Un travail d’adaptation, évidemment colossale et compliqué et ils avaient déjà remporté haut la main le succès dans les salles de théâtre, avant même les salles de cinéma en 2012. Ma sortie au cinéma pour ce film de Hopper et produit par Cameron Mackintosh, le même producteur de la comédie de Broadway, agit comme ma première expérience à la pièce, ayant l’inconvénient de ne pas vivre à New York ou à Paris, mais bel et bien au cœur de Montréal, la métropole, ce qui n’est jamais mauvais en soi.

Ma première expérience avec Victor Hugo, fut lors de mes 18 ans, lorsque je commençais à lire sa poésie dans des recueils différents Les Contemplations et Les Châtiments, avant de finalement lire Les Misérables, dont j’entamais dans une hardiesse démesurée, les deux premiers tomes.

Et de ce livre, aussi long qu’il puisse être, j’en conclus que Hugo n’était plus vraiment un auteur, mais un monstre du Verbe, se doublant aussi d’un monstre bucolique. Comme le disait l’une de mes professeures au collège : « Victor Hugo, c’est un monstre, tout à fait. Les mots sont à son service. » Je ne vais jamais en douter, d’ailleurs. C’était un talent véritablement délirant, et dire que j’ai continué avec Hugo, en parcourant ses autres ouvrages : Notre-Dame de Paris, Les Travailleurs de la Mer, Le Dernier Jour d’un Condamné et Quatrevingt-Treize. 

De toute façon, Dieu seul sait combien il est difficile de ne pas trahir un génie littéraire ou des génies du théâtre, dès que l’on adapte sa plus grande œuvre pour le grand public. Lorsque l’on veut mettre sa personnalité ou sa personne dans l’œuvre, au lieu de la respecter à la lettre en pensant à l’œuvre originel, on la trahit quelque peu. Donc, William Nicholson en assure une très fidèle adaptation de la comédie musicale à l’écran. Tom Hopper assure encore une mise en scène classique, ce qui est convenable pour une comédie musicale, américaine à l’origine. On cherche à respecter l'oeuvre, point final, en servant le maître qui est Hugo et le groupe Schönberg, Boublil, Natel et Kretzmer.
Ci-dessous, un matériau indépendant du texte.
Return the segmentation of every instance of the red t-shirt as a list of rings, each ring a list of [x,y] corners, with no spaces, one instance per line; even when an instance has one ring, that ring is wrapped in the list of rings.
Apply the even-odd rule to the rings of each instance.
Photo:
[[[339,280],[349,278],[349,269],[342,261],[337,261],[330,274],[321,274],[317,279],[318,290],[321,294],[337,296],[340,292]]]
D’autre part, je ne m’attarde presque jamais à la direction artistique ou le design des costumes et de la production dans les films critiqués par moi, simplement pour la raison que je ne suis pas un architecte pour les décors ou un couturier pour les costumes. Cependant, je peux constater que les valeurs de production sont incroyables pour un film à grand budget. Ève Stewart se révèle comme une excellente architecte et designer des décors. Paco Delgado est un excellent costumier. Je crois qu’ils pourront remporter des prix honorifiques pour l’ensemble de leur travail.
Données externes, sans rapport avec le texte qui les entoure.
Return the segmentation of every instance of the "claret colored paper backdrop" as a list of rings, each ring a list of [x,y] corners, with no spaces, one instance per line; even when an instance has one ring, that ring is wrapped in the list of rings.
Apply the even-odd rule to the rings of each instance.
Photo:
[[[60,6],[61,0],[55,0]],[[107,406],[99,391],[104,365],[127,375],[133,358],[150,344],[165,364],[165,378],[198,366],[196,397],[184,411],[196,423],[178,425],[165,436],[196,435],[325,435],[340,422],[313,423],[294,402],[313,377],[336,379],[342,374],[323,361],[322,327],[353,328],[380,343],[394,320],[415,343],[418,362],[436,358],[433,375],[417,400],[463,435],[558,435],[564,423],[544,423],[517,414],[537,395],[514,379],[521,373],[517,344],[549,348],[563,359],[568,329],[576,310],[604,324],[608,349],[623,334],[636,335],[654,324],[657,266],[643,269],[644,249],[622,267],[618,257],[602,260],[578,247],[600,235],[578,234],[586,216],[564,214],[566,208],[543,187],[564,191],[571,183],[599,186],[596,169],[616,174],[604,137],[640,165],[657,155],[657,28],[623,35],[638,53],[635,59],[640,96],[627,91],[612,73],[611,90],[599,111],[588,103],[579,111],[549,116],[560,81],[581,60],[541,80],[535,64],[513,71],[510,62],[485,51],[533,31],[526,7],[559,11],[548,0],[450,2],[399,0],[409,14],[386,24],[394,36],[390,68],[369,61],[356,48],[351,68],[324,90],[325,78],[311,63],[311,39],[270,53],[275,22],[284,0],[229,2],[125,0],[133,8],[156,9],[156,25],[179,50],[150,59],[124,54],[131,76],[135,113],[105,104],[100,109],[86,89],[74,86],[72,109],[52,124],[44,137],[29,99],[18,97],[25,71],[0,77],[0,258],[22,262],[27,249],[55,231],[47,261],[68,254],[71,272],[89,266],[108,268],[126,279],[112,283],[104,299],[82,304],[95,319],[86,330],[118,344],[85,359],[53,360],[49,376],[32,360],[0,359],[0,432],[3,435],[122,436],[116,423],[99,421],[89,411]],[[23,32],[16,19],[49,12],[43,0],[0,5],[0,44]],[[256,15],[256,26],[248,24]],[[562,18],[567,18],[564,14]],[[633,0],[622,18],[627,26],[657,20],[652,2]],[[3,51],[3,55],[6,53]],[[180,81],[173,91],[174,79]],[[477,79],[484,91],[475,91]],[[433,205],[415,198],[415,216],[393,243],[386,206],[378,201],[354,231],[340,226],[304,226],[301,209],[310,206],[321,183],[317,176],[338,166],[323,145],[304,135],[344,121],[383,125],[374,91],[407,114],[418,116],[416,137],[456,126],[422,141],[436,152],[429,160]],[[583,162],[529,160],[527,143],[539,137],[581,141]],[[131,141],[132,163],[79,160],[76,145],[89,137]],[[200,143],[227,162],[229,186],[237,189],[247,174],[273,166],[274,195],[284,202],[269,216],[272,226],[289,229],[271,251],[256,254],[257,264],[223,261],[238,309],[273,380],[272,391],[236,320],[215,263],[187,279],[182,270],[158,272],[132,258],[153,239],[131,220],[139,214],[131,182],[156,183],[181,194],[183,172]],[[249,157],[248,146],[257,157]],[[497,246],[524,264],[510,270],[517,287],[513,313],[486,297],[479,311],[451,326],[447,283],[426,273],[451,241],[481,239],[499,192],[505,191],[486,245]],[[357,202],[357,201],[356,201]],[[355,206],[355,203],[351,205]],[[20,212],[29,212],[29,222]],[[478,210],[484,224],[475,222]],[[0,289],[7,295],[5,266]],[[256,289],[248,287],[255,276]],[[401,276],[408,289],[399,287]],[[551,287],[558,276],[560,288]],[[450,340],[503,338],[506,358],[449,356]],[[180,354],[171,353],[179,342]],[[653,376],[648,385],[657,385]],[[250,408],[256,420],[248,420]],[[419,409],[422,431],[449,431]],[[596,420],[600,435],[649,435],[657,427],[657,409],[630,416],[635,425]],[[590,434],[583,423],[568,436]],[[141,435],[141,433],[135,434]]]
La distribution américaine du film, semblable à la distribution de Broadway, reste la meilleure que l’on puisse observer. Des chanteurs/acteurs reprennent l’adaptation anglaise d’Herbert Kretzmer, étant donné que c’est une pièce entièrement chantée ou presque dans le film. Hugh Jackman est un magnifique Jean Valjean/Monsieur Madeleine, à un point que cela me transit d’effroi. Anne Hathaway est une magistrale Fantine et son Golden Globe remporté ce Dimanche dernier, en fait bien la preuve. Russell Crowe est sublime en tant que l’inspecteur Javert. Helena Bonham Carter et Sacha Baron Cohen interprètent les truculents et savoureux Thénardier, lorsque dans le livre de Hugo, ils sont des personnages plutôt sordides, bestiaux, escrocs et bâtards. Enfin bref, ils étaient les Bougon de cette époque. Eddie Redmayne possède une excellente voix, tout autant que Samantha Barks, une excellente chanteuse, dans son rôle d’Éponine. Aaron Tveit est un brillant chanteur. Enfin, tout le monde est merveilleux, c’est tout dire.
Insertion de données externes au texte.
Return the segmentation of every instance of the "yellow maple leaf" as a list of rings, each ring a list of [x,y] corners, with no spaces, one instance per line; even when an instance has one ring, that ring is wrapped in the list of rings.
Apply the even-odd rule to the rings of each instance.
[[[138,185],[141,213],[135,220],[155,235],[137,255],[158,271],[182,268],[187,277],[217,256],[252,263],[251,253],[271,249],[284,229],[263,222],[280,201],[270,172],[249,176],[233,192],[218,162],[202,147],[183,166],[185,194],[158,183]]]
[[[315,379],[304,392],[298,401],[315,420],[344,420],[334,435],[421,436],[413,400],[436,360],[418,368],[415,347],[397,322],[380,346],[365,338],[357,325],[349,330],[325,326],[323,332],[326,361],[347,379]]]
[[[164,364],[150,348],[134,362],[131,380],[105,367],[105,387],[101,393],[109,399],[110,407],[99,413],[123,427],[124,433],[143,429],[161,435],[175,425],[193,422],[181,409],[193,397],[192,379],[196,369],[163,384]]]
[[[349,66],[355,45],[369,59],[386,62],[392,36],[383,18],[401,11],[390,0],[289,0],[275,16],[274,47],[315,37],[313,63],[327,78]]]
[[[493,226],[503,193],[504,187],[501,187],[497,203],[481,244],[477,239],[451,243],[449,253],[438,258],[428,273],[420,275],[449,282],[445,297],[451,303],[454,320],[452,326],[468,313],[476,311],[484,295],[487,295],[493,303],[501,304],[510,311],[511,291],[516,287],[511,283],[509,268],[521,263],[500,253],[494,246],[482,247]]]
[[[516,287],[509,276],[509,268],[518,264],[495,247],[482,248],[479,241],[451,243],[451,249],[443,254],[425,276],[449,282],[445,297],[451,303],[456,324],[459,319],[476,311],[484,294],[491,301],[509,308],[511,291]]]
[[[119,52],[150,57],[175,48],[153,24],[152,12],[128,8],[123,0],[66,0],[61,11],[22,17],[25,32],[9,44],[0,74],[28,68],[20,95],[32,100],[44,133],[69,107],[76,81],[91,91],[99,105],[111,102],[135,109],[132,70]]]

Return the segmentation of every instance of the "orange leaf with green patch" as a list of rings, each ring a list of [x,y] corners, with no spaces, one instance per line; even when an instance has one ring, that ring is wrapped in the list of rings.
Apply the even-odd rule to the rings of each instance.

Bref, c’est tout ce qu’il y a de plus beau et de meilleur en ce temps de Janvier. Avec L’histoire de Pi d’Ang Lee, c’est le second meilleur film de 2012, avec en troisième position Amour de Michael Haneke. Hollywood devrait maintenant adapter à l’écran un autre classique de Hugo, qui n’est pas exactement un classique international, dans les exemples de Bug-Jargal et de L’homme qui rit. Eh oui, n’importe quelle œuvre de Hugo est excellente selon moi. D’autant plus, on aurait tendance à m’impressionner, en voulant rendre à l’écran, les œuvres méconnues de Victor Hugo, parce que l’on se concentre uniquement sur les classiques des grands auteurs par simple souci commercial. C’est plutôt par esprit de facilité et de confort.